La crítica en América Latina se ha entendido de una forma muy intensa. Por alguna razón se espera que el crítico sea un 'criticón', alguien que descrea de la literatura que se produce en su tiempo para presentar su propia autoridad como vigilante y sancionador de lo bueno o malo. Y así es en todas partes del mundo hispánico. Hay gran crítica escéptica, por ejemplo la inglesa. Los ingleses dicen que los escritores son una clase de gente que muy pocas veces vale la pena conocer, casi nunca leer y de ninguna manera escuchar (ríe). Pero el escepticismo, que es una virtud inglesa, hace que haya habido enormes injusticias. Joyce en su obra se encargó minuciosamente de vengarse matando a todos los críticos. Pero también hay otra crítica, que podríamos llamar empática, que actúa más por simpatías que por diferencias. A mí me ha interesado más esa línea.

¿Cuál cree que debe ser hoy la función del crítico?
Pensar que la crítica no es propietaria de la verdad, ni establece sanciones universales ni tiene como punto de vista la eternidad. La crítica forma parte del presente. La literatura ocurre en el presente, no en la posteridad. Yo creo que la función de la crítica se basa en esa empatía con el texto para demostrar que el presente nuestro está hecho por el gusto literario. Para bien o para mal, el gusto forma parte de la actualidad. Yo creo más en esta crítica que logra que el entusiasmo que uno pueda sentir por una obra nueva, o por una relectura refrescante de una obra canónica sea comunicada al lector. El crítico debe ser un forjador de lectores. Yo no creo que pueda hacer una gran literatura sin grandes lectores. En ese sentido pienso que la crítica forma parte de la literatura, no es un acto secundario al arte creativo. Para mí la crítica es una intervención en el escenario literario.

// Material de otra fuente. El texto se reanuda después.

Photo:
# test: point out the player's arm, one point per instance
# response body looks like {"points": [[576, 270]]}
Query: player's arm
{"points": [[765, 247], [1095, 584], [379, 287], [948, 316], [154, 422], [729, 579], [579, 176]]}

Esta intervención puede ser periodística, académica o ensayística, pero también se expresa en el coloquio, en la clase, en el foro, en el simposio, en los congresos y las ferias de libros. Por eso yo trato de cultivar, de la forma más relajada, tanto la crítica periodística como el resto de formas de esta actividad.

¿Cómo debe ser la relación de un crítico con los autores?
Inevitablemente, la relación es por afinidades. A mí me ha interesado siempre la literatura más reciente. Quizá por la impronta de los años sesenta, marcada por la novedad, la actualidad, la idea de una literatura que refresca, que mira nuevamente el mundo.

¿Lee un texto independientemente del autor o cree que el texto es autónomo de su creador?
Creo que ahora pensamos que hay más relación entre el autor y el narrador de una obra, que hay más interacciones. Antes lo tratábamos de separar. Pero esa separación que puede ser productiva para el análisis textual resulta improductiva para ver la obra en otros escenarios. Es algo que hemos aprendido del psicoanálisis.

En la Feria de Guadalajara usted organiza anualmente un encuentro de autores novísimos. Entusiasma su conexión con los escritores más jóvenes.
A mí me interesa justamente la producción de lo nuevo. No lo nuevo como novedad, sino como la capacidad de releer y rehacer los escenarios de la tradición.

LA FICHA
NOMBRE Julio Ortega (Chimbote, 1942).
TRAYECTORIA Crítico, ensayista, catedrático, poeta y narrador. Ortega es profesor en la Brown University y en diversas universidades estadounidenses y europeas. Actualmente, vive en Estados Unidos.
OBRA CRÍTICA: "El discurso de la abundancia" (1992), "Arte de innovar" (1994), "Retrato de Carlos Fuentes" (1995), "El principio radical de lo nuevo" (1997). Narrativa: "Las islas blancas" (1966), "Habanera" (2003).